メタ分析(Johansson, 2016年) *1

研究の概要

 薬剤を4剤以上服用する65歳以上の高齢者に対して不適切な処方を減らす介入を行うと、介入なしに比べて総死亡は少なくなるかを検討したランダム化比較試験のメタ分析。

 

主な結果

 総死亡(18研究、6,003人の結果を統合)についてはオッズ比 1.02(95%信頼区間 0.84, 1.23)とほぼ同等。入院などその他の臨床アウトカムについてもほとんど有意差がみられなかった。

 

 このメタ分析では総死亡を検討していますが、介入してもほぼ同じという結果です。

メタ分析(Christensen, 2016年) *2

研究の概要

 入院患者に対して薬剤レビュー(medication review)を行うと、総死亡や再入院が少なくなるか、を検討したランダム化比較試験のメタ分析。

 

主な結果

 総死亡(9研究、3218人の結果を統合)は、相対危険 1.02(95%信頼区間 0.87, 1.19)とほぼ同等。再入院(7研究、2843人の結果を統合)についても、相対危険0.95(95%信頼区間 0.87, 1.04)とほぼ同等。

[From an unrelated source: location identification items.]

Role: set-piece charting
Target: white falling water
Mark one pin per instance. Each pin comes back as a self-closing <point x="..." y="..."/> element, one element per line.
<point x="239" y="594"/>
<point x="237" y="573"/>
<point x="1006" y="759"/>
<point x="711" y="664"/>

 退院後の救急部への連絡(4研究、1,442人の結果を統合)についてのみ、相対危険 0.73(95%信頼区間 0.52, 1.03)と少ない傾向がみられた。

 

 こちらは入院患者に対する介入です。こちらも総死亡で検討されていますが、介入してもほぼ同じという結果です。

 

ポリファーマシーへの介入はうまくいっていない

 これまでの研究を総括すると、ポリファーマシーへの介入では効果がみられていません。少なくとも、ポリファーマシーに対する介入を行ったところで、入院が少なくなったり、総死亡が少なくなったりという効果はなさそうです。

 経済的効果はあるかもしれませんが。

 まあ、不必要な薬はなるべく使わないこと、開始してもやめる方法まで考えておくことが重要でしょう。

 ポリファーマシーの介入の方法については、もう少し工夫する必要があるでしょう。

 

*1:Johansson T, Abuzahra ME, Keller S, Mann E, Faller B, Sommerauer C, Höck J, Löffler C, Köchling A, Schuler J, Flamm M, Sönnichsen A. Impact of strategies to reduce polypharmacy on clinically relevant endpoints - a systematic review and meta-analysis. Br J Clin Pharmacol. 2016 Apr 5. doi: 10.1111/bcp.12959. [Epub ahead of print] Review. PubMed PMID: 27059768.

*2:Christensen M, Lundh A. Medication review in hospitalised patients to reduce morbidity and mortality. Cochrane Database Syst Rev. 2016 Feb 20;2:CD008986. doi: 10.1002/14651858.CD008986.pub3. Review. PubMed PMID: 26895968.